Ogden identifies four functions that projective identification may serve. As in the traditional Kleinian model, it serves as a defense. Projective identification serves as a mode of communication. It is a form of object relations, and "a pathway for psychological change." As a form of object relationship, projective identification is a way of relating with others who are not seen as entirely separate from the individual. Instead, this relating takes place "between the stage of the subjective object and that of true object relatedness".
Paranoid-schizoid and depressive positions
In contrast to Fairbairn and later Guntrip, Klein believed that both good and bad objects are introjected by the infant, the internalization of good objects being essential to the development of healthy ego function. Klein conceptualized the depressive position as "the most mature form of psychological organization", which continues to develop throughout the life span.The depressive position occurs during the second quarter of the first year. Prior to that the infant is in the paranoid-schizoid position, which is characterized by persecutory anxieties and the mechanisms of splitting, projection, introjection, and omnipotence—which includes idealizing and denial—to defend against these anxieties.
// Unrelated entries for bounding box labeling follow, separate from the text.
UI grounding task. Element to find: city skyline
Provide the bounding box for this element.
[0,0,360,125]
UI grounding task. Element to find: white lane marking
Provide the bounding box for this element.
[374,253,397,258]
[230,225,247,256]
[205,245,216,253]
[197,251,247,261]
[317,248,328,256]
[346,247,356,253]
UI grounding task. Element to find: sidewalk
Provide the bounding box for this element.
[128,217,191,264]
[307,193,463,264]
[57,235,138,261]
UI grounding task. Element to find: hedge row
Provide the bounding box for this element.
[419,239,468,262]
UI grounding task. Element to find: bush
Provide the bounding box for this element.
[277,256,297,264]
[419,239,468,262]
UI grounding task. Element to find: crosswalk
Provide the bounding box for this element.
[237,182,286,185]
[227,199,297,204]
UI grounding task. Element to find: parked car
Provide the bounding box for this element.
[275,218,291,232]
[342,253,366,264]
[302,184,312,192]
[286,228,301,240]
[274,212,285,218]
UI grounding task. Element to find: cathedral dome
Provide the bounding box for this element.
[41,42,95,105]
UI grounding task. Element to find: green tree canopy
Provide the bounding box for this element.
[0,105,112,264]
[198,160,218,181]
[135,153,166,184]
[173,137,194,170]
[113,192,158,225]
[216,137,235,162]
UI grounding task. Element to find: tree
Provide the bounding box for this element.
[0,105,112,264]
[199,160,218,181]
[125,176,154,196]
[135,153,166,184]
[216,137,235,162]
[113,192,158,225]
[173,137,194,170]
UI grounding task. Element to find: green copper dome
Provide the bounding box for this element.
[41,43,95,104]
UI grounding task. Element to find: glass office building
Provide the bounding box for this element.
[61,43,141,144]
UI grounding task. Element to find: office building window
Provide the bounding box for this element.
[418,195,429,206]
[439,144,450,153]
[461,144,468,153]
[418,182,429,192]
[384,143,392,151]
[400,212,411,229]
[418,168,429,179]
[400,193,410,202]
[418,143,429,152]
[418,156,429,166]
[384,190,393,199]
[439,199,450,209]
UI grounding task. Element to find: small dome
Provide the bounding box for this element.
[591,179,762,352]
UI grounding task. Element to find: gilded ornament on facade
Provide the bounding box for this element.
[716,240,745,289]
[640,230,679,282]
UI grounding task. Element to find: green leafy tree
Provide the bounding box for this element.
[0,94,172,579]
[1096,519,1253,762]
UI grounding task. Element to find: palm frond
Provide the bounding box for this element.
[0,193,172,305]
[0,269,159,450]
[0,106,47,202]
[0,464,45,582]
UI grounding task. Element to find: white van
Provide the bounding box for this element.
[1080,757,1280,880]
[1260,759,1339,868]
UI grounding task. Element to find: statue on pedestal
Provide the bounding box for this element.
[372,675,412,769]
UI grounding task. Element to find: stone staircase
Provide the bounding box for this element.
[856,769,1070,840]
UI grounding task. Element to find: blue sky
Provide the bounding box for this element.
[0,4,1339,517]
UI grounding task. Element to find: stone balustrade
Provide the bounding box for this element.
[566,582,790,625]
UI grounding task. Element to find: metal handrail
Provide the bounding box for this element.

Paranoid-schizoid position
The paranoid-schizoid position is characterized by part object relationships. Part objects are a function of splitting, which takes place in phantasy. At this developmental stage, experience can only be perceived as all good or all bad. As part objects, it is the function that is identified by the experiencing self, rather than whole and autonomous others. The hungry infant desires the good breast who feeds it. Should that breast appear, it is the good breast. If the breast does not appear, the hungry and now frustrated infant, in its distress, has destructive phantasies dominated by oral aggression towards the bad, hallucinated breast.Klein notes that in splitting the object, the ego is also split.
The anxieties of the paranoid schizoid position are of a persecutory nature, fear of the ego's annihilation. Splitting allows good to stay separate from bad. Projection is an attempt to eject the bad in order to control through omnipotent mastery. Splitting is never fully effective, according to Klein, as the ego tends towards integration.